North Korea has threatened to go beyond carrying out its promised third nuclear test, KCNA state news agency reported.

“The DPRK (Democratic Peoples Republic of Korea, or North Korea) has drawn a final conclusion that it will have to take a measure stronger than a nuclear test to cope with the hostile forces’ nuclear war moves that have become ever more undisguised,” the media agency said.

Pyongyang did not spell out which actions it would take.

It comes after sanctions were placed on North Korea following a December long-range rocket launch.

The launch was in violation of UN resolutions which banned the country from developing missile or nuclear technology after nuclear tests in 2006 and 2009.

Pyongyang says that it has the right to launch rockets for peaceful purposes.

It was originally speculated that the third nuclear test was announced in response to the sanctions, although satellite pictures indicate that the country has been readying its nuclear test site for more than a year.

While most experts believe the North will stage a test, the timing is not known. Many believe it could come around February 16, the anniversary of former leader Kim Jong-il’s birth.

The South Korean President feels that North Korea may conduct two nuclear tests at a time shortly. Lee Myung-bak said as much in an interview carried in today’s issue of the Chosun Ilbo newspaper.

Lee Myung-bak cited no facts that would prove his assumption. But he also opined that Pyongyang may, besides, test a compact nuclear warhead for a ballistic missile.

North Korea successfully launched a carrier-rocket in December last year, triggering a negative reaction from the rest of the world.

Experts feel Pyongyang test-fired an intercontinental ballistic missile.

 

South Korea warns about a new nuclear test allegedly being prepared by Pyongyang.

South Korea’s UN envoy said on Monday that such new provocations by the North should not go unanswered by the international community.

He reminded of last December’s launch of a North Korean space satellite in violation of pertinent resolutions by the UN Security Council, which prompted additional economic sanctions against Pyongyang.

North Korea carried out two underground nuclear tests in 2006 and 2009.

 

Moscow hasn’t confirmed that North Korea has already planted the nuclear bomb as part of its anticipated nuke test, a Russian diplomat said.

“A number of countries and international non-proliferation organizations have been warning that the test facility has been put on standby [ahead of the nuclear test],” Russia’s nuclear envoy Grigory Logvinov said.

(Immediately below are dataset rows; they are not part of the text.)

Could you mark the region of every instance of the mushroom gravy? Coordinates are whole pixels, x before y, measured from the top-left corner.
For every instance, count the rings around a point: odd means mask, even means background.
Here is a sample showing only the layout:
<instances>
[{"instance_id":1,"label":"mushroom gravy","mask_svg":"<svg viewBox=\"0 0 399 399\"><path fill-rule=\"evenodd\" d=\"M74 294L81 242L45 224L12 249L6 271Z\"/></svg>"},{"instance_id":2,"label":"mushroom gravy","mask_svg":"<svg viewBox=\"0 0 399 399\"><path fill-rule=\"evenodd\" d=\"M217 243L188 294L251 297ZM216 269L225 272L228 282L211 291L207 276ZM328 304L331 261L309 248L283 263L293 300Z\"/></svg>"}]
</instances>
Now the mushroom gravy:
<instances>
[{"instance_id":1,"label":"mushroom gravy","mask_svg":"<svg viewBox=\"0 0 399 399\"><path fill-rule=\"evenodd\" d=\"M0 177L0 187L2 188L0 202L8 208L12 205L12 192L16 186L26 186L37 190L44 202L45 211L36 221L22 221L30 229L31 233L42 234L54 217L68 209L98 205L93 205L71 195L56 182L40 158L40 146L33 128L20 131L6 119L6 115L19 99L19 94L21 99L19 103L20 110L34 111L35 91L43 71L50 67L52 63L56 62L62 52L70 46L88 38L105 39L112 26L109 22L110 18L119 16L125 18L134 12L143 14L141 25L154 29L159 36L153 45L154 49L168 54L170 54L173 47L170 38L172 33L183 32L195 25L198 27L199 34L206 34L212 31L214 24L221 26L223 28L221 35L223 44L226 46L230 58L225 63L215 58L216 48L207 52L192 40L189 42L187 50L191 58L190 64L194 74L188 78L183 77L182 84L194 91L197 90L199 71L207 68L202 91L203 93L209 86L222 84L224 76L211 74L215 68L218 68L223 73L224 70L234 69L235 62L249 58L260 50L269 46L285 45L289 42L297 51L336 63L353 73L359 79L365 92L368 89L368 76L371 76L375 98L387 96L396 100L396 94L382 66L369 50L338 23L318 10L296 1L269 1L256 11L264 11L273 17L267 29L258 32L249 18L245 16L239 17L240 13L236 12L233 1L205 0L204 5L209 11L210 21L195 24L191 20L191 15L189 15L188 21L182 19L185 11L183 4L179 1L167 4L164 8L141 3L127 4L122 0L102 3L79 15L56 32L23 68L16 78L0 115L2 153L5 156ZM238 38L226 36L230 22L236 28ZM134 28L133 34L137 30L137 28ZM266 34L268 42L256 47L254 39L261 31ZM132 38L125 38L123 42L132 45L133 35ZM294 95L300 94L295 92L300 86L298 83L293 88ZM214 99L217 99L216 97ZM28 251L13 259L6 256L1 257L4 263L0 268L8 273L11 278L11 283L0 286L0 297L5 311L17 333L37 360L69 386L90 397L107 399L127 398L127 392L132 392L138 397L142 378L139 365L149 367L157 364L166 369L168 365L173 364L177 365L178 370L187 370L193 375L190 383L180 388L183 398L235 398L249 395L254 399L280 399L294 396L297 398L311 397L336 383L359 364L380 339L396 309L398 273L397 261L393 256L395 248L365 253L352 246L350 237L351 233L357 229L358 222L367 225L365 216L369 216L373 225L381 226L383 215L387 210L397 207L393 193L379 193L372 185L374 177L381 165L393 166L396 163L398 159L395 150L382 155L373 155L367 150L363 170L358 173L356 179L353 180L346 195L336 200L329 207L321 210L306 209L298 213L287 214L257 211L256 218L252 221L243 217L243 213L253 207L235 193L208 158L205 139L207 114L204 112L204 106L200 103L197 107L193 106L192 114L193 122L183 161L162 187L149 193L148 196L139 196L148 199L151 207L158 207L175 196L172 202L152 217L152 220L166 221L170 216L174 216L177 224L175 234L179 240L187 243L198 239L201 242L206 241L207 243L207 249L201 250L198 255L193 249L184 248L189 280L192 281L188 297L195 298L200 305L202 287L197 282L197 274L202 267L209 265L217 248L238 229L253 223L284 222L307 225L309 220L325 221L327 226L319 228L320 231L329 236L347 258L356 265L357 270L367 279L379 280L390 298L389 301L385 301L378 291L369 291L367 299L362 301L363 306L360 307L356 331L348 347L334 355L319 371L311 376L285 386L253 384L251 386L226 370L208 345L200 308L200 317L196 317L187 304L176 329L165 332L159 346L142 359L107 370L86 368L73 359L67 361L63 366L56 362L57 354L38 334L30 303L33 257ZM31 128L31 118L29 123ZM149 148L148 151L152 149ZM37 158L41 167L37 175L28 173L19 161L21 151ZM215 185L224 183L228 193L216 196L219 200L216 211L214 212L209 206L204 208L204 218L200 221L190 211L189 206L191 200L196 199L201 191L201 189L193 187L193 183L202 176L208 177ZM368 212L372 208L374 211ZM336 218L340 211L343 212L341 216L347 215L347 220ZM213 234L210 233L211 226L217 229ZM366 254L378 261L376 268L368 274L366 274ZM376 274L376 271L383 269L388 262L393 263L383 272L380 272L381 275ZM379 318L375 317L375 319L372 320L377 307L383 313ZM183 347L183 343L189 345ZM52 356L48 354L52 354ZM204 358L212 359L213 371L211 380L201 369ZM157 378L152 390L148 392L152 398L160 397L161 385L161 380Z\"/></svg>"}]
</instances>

“We have no actual proof that the charge has been planted. I doubt that anyone, apart from North Koreans, can know this for sure,” he added.

 

North Korean leader Kim Jong-un has ordered preparations for the planned nuclear test to come to a conclusion and imposed martial law in the country, the Chosun Ilbo newspaper has cited an unnamed South Korean source as saying Thursday.

According to the source, the test may be carried out earlier than expected. Some experts name February 16, the birthday of Kim Jong-il, or the inauguration of South Korea’s president-elect Park Chung-hee on January 25 as a possible launch date.

 

North Korea has renewed its threat to carry out a third nuclear test in its latest warning sparked by a tightening of UN sanctions, saying it is the “demand of the people.”

The comments on Saturday come a day after Pyongyang said the sanctions adopted earlier this week amounted to a “declaration of war”, threatening the South with unspecified “physical counter-measures”.

“A nuclear test is the demand of the people,” said the Rodong Sinmun, the official daily newspaper of the ruling communist party in a signed commentary titled “We have no other option”.

“The people’s demand is that we must do something even greater than a nuclear test. The United Nations Security Council has left us with no other options,” it said.

The current upsurge in tensions has its roots in Pyongyang’s defiant decision to push ahead with a long-range rocket launch on December 12 – insisting it was a peaceful mission to place a satellite in orbit.

The rest of the world saw it as a banned ballistic missile test and on Tuesday the UN Security Council unanimously adopted a resolution that expanded the number of North Korean entities on an international blacklist.

The United States, supported by Japan and South Korea, spearheaded the UN resolution.